Title: Charting the Landscape of Neuro-symbolic Reasoners
Speakers: Xuelong An
In the first half of my presentation, I want to share an ongoing work on building a comprehensive benchmark to empirically assess the plethora of neuro-symbolic models. We note that in recent years, interest over this family of models is growing, evidenced by the constant influx of novel methods and benchmarks to test their robust generalization and reasoning capabilities. However, much of the successes reported by neuro-symbolic methods over assessed datasets are often disparate with respect to one another. There lacks a unified, comprehensive test to assess the panorama of neuro-symbolic models. To design such benchmark, we survey the current landscape of neuro-symbolic architectures and benchmarks. From this, we propose a general taxonomy for classifying current and future neuro-symbolic models and reasoning benchmarks, which helps us understand how they relate to each other. Henceforth, we propose SaSSY-CLEVR, a heterogeneous benchmark suite which can serve as a common testing ground for different neuro-symbolic reasoners to compare their strengths and limitations.

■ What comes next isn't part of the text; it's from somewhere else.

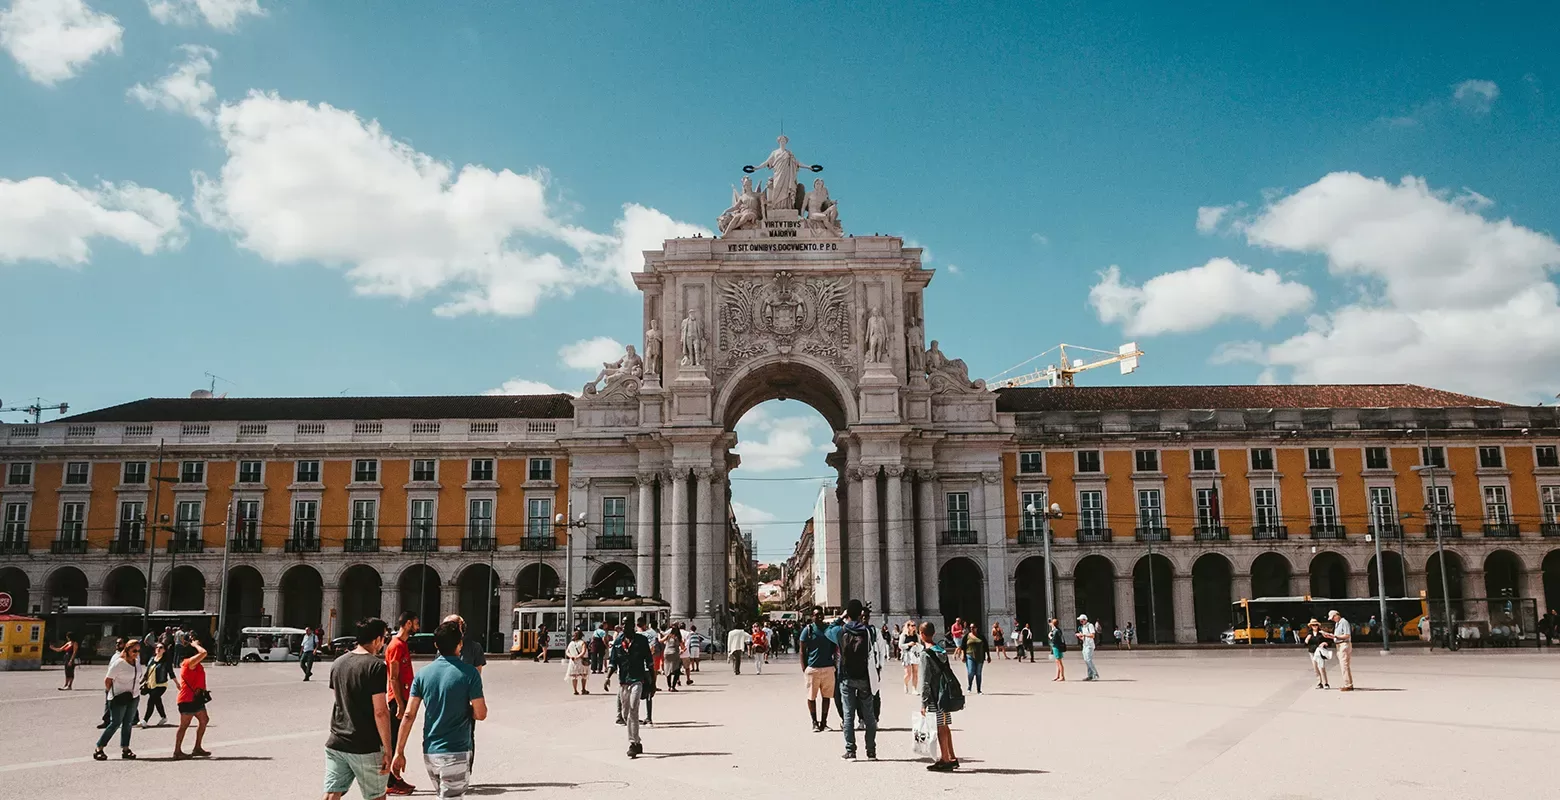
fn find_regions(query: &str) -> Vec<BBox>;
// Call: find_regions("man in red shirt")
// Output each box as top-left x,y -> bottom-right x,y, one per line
385,612 -> 420,796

If time allows, in the second half of my presentation, I will share a series of experiments to assess NeSy models on CLEVR-Hans3, which test for the ability of object-centric reasoning adopted in SaSSY-CLEVR. In our study, we expand on work done by Stammer et. al (2021), where we test the robustness of a traditional convolutional neural networks (CNN) and Neuro-Symbolic (NeSy) architectures comprising of a Slot Attention and a Set Transformer component. We evaluate different NeSy variants by comparing their classification accuracy after fine-tuning them to a modified version of the CLEVR-Hans3 dataset containing four different kinds of data complications. We find that models using the pretrained Slot Attention maintained good classification performance across data complications, indicating that the object-centric representations built by this perceptual component are crucial for model robustness. We also find that a Slot Attention with fully connected layers, instead of a Set Transformer, had the best overall performance, underscoring the importance of controlled comparisons.